Un triomphe qui reste difficile à comparer : Michel Hazanavicius signait là un film muet en forme de lettre d’amour à Hollywood. Variation sur le film de procès, Anatomie d’une chute chronique, lui, la dégringolade d’un couple, au sein duquel une écrivaine ambiguë se retrouve accusée du meurtre de son mari. L’occasion d’offrir une réflexion sur le coût de la vie à deux et le caractère insaisissable de la vérité.
Aux États-Unis, le long-métrage a été promu par Neon, le distributeur qui avait permis à Parasite, du Sud-Coréen Bong Joon-ho, de triompher aux Oscars en 2020 avec six statuettes, dont celle du meilleur film.
Neon a su rebondir lorsqu’Anatomie d’une chute a été snobé par la commission chargée de sélectionner le représentant français pour l’Oscar du meilleur film international, au profit de La Passion de Dodin Bouffant, qui n’a pas été nommé.

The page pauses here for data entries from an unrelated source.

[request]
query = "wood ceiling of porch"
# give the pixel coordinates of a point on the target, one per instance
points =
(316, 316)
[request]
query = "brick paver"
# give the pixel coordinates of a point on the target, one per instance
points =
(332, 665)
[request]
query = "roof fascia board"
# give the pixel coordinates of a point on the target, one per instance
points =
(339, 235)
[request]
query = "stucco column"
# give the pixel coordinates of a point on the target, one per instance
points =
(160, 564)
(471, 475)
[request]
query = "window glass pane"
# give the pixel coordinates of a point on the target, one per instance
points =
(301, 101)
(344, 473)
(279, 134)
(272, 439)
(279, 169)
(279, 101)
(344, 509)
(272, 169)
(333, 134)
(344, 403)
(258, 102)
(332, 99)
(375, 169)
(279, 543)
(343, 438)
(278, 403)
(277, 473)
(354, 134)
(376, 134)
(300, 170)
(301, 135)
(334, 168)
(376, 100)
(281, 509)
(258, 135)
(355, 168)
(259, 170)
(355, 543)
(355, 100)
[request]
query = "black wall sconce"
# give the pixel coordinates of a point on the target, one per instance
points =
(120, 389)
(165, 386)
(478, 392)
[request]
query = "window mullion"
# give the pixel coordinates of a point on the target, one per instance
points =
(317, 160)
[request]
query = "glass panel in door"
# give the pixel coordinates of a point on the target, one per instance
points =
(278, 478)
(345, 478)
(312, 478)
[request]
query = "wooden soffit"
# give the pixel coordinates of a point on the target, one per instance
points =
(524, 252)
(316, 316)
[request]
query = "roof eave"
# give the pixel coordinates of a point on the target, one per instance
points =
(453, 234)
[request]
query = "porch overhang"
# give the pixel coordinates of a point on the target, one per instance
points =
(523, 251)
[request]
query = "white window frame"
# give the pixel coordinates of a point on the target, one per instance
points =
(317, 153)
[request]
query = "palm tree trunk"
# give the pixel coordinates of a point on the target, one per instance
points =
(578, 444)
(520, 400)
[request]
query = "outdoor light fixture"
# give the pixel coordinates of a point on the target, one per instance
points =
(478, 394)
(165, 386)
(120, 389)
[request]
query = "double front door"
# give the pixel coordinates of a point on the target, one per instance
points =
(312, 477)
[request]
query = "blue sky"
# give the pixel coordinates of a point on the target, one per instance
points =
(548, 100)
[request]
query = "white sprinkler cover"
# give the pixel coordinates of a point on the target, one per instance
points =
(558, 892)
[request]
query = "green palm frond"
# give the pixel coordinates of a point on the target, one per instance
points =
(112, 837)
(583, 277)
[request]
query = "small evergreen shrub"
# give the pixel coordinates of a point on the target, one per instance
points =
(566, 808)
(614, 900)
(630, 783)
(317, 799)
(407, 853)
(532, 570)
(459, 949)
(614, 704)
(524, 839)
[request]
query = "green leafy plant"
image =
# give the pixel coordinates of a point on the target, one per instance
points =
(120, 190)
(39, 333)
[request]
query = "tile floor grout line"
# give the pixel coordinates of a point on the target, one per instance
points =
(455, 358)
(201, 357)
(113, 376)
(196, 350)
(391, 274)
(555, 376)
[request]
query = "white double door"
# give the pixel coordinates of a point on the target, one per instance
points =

Des professionnels reconnus, sur lesquels Justine Triet s’est appuyée pour réaliser une campagne ingénieuse. « C’est pas du tout mon métier, moi je suis quelqu’un qui travaille dans l’ombre », confiait-elle lors d’un passage en février à Los Angeles, où elle enchaînait les journées à rallonge.
« C’est un rêve mais c’est aussi une campagne (pour décrocher l’Oscar) », a-t-elle commenté au micro de BFMTV. « C’est vraiment du travail. Je ne m’attendais pas à ce que cela allait être. J’ai découvert plein de choses. J’ai découvert aussi comment ça marchait dans ce pays. »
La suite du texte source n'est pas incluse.